Elie Barnavi, ex-ambassadeur d’Israël en France, historien et écrivain, fait parti des 660 signataires israéliens appelant les gouvernements européens à reconnaître un état de « Palestine ».

Le quotidien L’Humanité l’a interrogé. A lire ses réponses chacun restera coi devant son manque de discernement.

A croire que la gauche ne vit que d’espoir et qu’il ne lui reste que la possibilité de tordre la réalité pour perpétuer celui-ci.

A la question « (…) Une telle reconnaissance, leur dites-vous, ferait avancer la cause de la paix » le signataire de JCall répond : « Nous voulons encourager ces parlementaires à adopter une position claire. Sans État palestinien à nos côtés, c’est l’avenir même d’Israël qui est compromis ».

La grande majorité des Israéliens est d’accord avec cette affirmation.
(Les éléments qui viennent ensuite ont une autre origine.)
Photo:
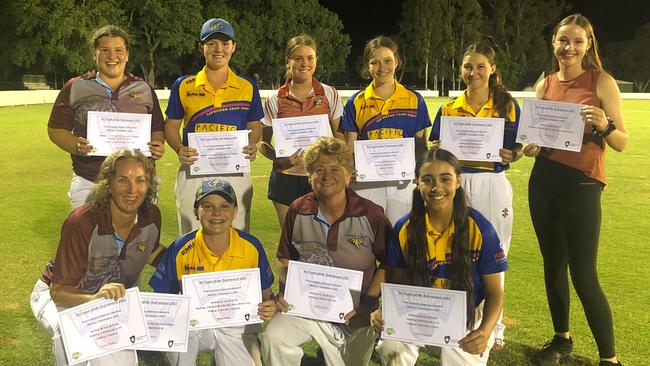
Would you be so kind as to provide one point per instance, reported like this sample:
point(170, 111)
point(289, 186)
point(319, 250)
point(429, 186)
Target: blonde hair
point(292, 45)
point(331, 147)
point(371, 46)
point(592, 58)
point(101, 194)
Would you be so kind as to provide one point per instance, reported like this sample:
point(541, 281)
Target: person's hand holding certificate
point(384, 159)
point(293, 133)
point(224, 298)
point(423, 315)
point(166, 316)
point(322, 292)
point(112, 131)
point(551, 124)
point(219, 152)
point(472, 139)
point(103, 326)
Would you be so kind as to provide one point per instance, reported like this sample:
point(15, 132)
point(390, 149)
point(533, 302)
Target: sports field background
point(33, 197)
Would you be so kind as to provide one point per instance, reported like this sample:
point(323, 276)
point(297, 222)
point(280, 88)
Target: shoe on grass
point(553, 351)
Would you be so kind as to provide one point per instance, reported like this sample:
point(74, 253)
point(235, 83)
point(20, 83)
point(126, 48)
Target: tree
point(420, 35)
point(55, 33)
point(162, 29)
point(630, 59)
point(262, 35)
point(521, 29)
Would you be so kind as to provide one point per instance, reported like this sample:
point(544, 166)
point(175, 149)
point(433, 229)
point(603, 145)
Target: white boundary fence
point(25, 97)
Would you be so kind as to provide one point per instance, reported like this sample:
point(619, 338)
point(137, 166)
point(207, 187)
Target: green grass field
point(33, 196)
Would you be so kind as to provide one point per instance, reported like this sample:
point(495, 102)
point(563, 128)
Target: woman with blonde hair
point(301, 95)
point(565, 187)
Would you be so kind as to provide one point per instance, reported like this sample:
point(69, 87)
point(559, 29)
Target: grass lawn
point(34, 203)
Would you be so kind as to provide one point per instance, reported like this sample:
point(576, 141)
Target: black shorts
point(285, 188)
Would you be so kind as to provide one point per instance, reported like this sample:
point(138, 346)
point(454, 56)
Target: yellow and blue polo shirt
point(402, 115)
point(458, 107)
point(204, 109)
point(485, 251)
point(190, 255)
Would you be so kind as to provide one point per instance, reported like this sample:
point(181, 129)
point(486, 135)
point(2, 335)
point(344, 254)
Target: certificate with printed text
point(167, 319)
point(219, 152)
point(322, 292)
point(472, 139)
point(384, 159)
point(224, 298)
point(112, 131)
point(103, 326)
point(551, 124)
point(293, 133)
point(423, 315)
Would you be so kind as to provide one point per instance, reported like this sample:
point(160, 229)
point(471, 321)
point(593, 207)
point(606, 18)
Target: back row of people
point(218, 99)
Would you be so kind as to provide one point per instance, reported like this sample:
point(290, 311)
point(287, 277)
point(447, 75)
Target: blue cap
point(216, 186)
point(214, 26)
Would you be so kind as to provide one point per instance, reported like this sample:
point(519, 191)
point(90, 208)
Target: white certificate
point(167, 319)
point(103, 326)
point(551, 124)
point(112, 131)
point(219, 152)
point(384, 159)
point(472, 139)
point(322, 292)
point(293, 133)
point(224, 298)
point(423, 315)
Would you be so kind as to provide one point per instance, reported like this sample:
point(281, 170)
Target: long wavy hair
point(500, 96)
point(101, 194)
point(417, 251)
point(292, 45)
point(592, 57)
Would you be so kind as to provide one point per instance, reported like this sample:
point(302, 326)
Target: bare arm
point(420, 143)
point(335, 127)
point(476, 341)
point(610, 98)
point(68, 142)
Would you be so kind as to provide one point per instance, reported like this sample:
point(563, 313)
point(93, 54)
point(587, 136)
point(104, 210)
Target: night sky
point(613, 20)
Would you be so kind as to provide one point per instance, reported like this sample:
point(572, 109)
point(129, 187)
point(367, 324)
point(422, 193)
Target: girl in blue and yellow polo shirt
point(486, 184)
point(385, 110)
point(443, 243)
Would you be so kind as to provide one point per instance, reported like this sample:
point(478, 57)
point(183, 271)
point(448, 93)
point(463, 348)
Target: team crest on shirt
point(357, 241)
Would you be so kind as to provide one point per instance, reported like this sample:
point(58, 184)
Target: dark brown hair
point(109, 31)
point(416, 256)
point(500, 96)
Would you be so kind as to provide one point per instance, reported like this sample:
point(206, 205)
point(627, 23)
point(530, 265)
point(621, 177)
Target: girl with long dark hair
point(443, 243)
point(485, 183)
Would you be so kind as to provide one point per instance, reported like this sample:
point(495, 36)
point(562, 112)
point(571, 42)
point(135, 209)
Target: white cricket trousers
point(283, 335)
point(398, 353)
point(491, 194)
point(229, 346)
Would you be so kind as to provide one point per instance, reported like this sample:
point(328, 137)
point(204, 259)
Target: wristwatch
point(611, 126)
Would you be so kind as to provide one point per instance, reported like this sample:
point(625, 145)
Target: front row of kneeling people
point(449, 230)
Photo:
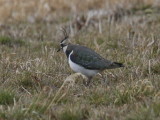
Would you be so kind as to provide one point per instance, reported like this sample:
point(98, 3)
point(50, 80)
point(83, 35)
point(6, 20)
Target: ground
point(36, 82)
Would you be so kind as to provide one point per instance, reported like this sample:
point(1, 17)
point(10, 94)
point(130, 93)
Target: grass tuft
point(6, 97)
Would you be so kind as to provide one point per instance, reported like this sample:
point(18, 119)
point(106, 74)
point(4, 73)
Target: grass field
point(36, 82)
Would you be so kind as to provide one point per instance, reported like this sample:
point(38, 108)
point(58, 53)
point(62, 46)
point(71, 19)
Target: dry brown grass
point(20, 10)
point(32, 73)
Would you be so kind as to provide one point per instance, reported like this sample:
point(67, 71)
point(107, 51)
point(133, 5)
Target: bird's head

Mais de quel état parle t-on ? Un état dirigé par le Hamas ?
Par le Fatah ? D’autres organisations ne songeant qu’à l’éradication de l’état du peuple juif, sinon par la force, par un ‘’droit de retour’’ de centaines de milliers de ‘’réfugiés’’ au sein même de l’Etat d’Israël ?

Elie Barnavi, le « patriote » comme il se définit dans l’entretien, a-t-il seulement songé à demander aux différents gouvernements européens d’inclure, dans leur reconnaissance, l’abandon de cette exigence ‘’palestinienne’’ ainsi que l’obligation que l’état à naître soit un état démocratique ?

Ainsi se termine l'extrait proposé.